Mas a história das relações amorosas e da sexualidade não avança em linha reta. Como salienta Isabel Freire, “não podemos esquecer que, em cada época histórica, coexistem pelo menos cinco gerações, com modos de viver e de pensar diferentes, mas que interagem entre si”. Do mesmo modo, considera que não estamos a ser totalmente justos quando falamos da revolução sexual dos anos 1960-70: “À parte a invenção da pílula, que trouxe às mulheres uma liberdade nova, este debate já acontecia nos anos 10 e 20 do século XX, com os movimentos neomalthusianos a defenderem uma separação de sexualidade e reprodução. Eram, nesta época, discussões muito ligadas aos meios anarquistas que também falavam do direito ao amor livre, fora do casamento. Claro que a reação não se fez esperar, com os opositores destas posições a acusarem-nos de defender o amor estéril.”
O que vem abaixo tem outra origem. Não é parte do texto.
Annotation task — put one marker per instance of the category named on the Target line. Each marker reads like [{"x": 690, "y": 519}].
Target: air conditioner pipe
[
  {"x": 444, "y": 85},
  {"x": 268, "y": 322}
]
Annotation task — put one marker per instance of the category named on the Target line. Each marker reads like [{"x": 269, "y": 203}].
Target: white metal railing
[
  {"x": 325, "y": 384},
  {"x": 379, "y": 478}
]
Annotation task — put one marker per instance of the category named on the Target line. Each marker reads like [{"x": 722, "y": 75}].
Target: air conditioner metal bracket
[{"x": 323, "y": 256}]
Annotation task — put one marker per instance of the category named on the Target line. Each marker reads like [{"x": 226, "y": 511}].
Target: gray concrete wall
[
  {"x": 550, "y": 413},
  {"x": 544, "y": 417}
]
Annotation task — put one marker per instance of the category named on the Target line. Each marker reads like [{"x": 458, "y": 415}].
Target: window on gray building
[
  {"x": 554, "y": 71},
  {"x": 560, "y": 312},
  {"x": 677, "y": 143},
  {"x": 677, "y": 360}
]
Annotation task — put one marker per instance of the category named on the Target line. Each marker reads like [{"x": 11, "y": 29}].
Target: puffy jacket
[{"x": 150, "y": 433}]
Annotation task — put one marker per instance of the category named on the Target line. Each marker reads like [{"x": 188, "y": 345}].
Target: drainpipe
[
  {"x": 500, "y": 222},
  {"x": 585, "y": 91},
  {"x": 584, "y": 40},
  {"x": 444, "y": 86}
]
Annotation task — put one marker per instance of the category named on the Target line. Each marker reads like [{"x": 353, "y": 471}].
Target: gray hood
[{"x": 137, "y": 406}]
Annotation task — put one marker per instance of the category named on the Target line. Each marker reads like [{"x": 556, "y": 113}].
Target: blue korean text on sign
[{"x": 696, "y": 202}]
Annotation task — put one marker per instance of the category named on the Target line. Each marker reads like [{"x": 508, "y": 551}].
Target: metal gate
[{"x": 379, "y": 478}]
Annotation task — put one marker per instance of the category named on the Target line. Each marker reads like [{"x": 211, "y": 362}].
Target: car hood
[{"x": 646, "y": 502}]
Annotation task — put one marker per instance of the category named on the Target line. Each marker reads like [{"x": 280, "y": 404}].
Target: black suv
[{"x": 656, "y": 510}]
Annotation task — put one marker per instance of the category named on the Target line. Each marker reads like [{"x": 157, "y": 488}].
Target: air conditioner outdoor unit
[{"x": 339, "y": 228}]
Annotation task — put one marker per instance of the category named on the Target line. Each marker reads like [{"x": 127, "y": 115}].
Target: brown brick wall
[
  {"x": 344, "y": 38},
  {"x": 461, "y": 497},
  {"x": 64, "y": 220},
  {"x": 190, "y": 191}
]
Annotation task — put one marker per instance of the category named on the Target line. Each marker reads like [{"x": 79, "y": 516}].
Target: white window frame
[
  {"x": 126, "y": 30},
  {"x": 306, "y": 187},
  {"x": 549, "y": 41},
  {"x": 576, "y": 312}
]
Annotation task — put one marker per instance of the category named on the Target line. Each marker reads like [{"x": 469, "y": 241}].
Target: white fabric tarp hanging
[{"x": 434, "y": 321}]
O direito de amar em liberdade, como outras conquistas democráticas, não pode, no entanto, ser dado por adquirido. Volátil, porque o vivenciado escreve-se muitas nas entrelinhas da história, a mudança de mentalidades faz-se de avanços, recuos e da prevalência de preconceitos muito antigos. Isabel Freire não tem por isso dúvidas em afirmar que, em matéria de afetos e identidade sexual, “mantemo-nos em revolução.”
Se o adultério era crime que [na Idade Média] recaía tanto sobre homens como sobre mulheres, “a existência de numerosas cartas de perdão passadas pelos reis” demonstra, como nota Ana Maria Rodrigues de Oliveira, que havia alguma tolerância para casos destes. O mesmo não acontecia com a homossexualidade, o tabu maior.